A tax holiday is a temporary reduction or elimination of a tax. It is synonymous with tax abatement, tax subsidy or tax reduction. Governments usually create tax holidays as incentives for business investment, although the arrangement has also been characterized as a form of corporate welfare that leads to a redistribution of resources away from smaller businesses and private citizens and towards monopolies and other forms of consolidated wealth.

Tax relief can be provided in the form of tax concessions to assure the investment of new businesses or the retention of existing ones. Tax holidays have been granted by governments at national, sub-national, and local levels, and have included income, property, sales, VAT, and other taxes. Some tax holidays are extra-statutory concessions, where governing bodies grant a reduction in tax that is not necessarily authorized within the law. In developing countries, governments sometimes reduce or eliminate corporate taxes for the purpose of attracting foreign direct investment or stimulating growth in selected industries.

A tax holiday may be granted to particular activities, in particular to develop a given area of business, or to particular taxpayers. Researchers found that on sales tax holidays, households increase the quantities of clothing and shoes bought by over 49% and 45%, respectively, relative to what they buy on average.

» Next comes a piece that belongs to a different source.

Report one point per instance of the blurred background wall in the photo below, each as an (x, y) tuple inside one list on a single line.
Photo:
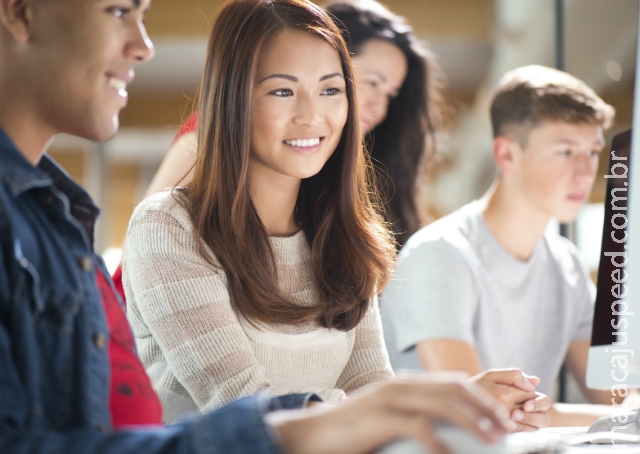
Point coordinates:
[(476, 42)]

==Sales tax holidays in the United States==

In New York, a statewide sales tax holiday was first enacted by the New York legislature in 1996, enabling the first tax-free week in January 1997. Local governments in New York were given the option of whether or not to participate; most accepted. Since then, the initiative has been adopted by thirteen states. It commonly takes the form of tax-free weekend lasting Friday through Sunday, usually during a major shopping period for necessities, such as just before school starts. During that period, sales tax is not collected on selected items, such as clothing and school supplies. The items subject to the sales tax exemption may also be restricted by price (e.g., clothing up to $100), but consumers are free to buy unlimited quantities of the included items.

As with other sales taxes, visiting residents of non-participating states who purchase tax-free goods (holiday or not) may still have to pay use tax on the goods they take home.

| State (or equivalent) | Items Included | Period | Days |
| Alabama | clothing, computers, school supplies, books / severe weather preparedness | 3rd weekend in July / last weekend in February | 3 |
| Arkansas | clothing, school supplies, books | 1st weekend in August | 2 |
| Connecticut | clothing | 3rd week in August | 7 |
| District of Columbia |  | Repealed |  |
| Florida | clothing, school supplies, books | 2nd week in August | 3 |
| Georgia | clothing, school supplies, computers (suspended in 2017) | 1st weekend of August | 4 |
| Iowa | clothing | 1st weekend of August | 2 |
| Louisiana | all TPP – $2,500, hurricane preparedness items – $1,500, firearms, ammunition and hunting supplies | 1st weekend of September | 2 |
| Massachusetts | Most items for which the sales tax would normally apply; purchases up to $2500 included | 2nd weekend of August | 2 |
| Maryland | clothing and footwear | August 14–20 | 7 |
| Energy Star products | February 19–21, 2011 | 3 |
| Missouri | clothing, school supplies, computers | 1st weekend in August | 3 |
| New Mexico | clothing, school supplies, computers | 1st weekend of August | 3 |
| North Carolina | Repealed as of July 1, 2014 |
| Oklahoma | clothing | 1st weekend of August | 3 |
| South Carolina | clothing, school supplies, computers | 1st weekend of August | 3 |
| Tennessee | clothing, school supplies, computers | Last Friday of July | 3 |
| Texas | emergency supplies (e.g. batteries, flashlights) | 3rd weekend of April | 3 |
| electrical products (e.g. air conditioners, light bulbs) with the Energy Star label | Memorial Day weekend in May | 3 |
water products (e.g. toilets, soaker hoses) with the Water Sense label
| clothing, diapers, backpacks, school supplies | 2nd weekend of August | 3 |
| Virginia | clothing, school supplies, green appliances, hurricane preparedness items | May, August, October | 3 |

Five US states (Alaska, Delaware, Montana, New Hampshire, and Oregon) do not impose general sales taxes at all but may have excise taxes on specific categories of goods such as gasoline, E911, cigarettes, alcohol, or meals. See Sales taxes in the United States for details.

Some governments create tax-free weekends as incentives for business investment.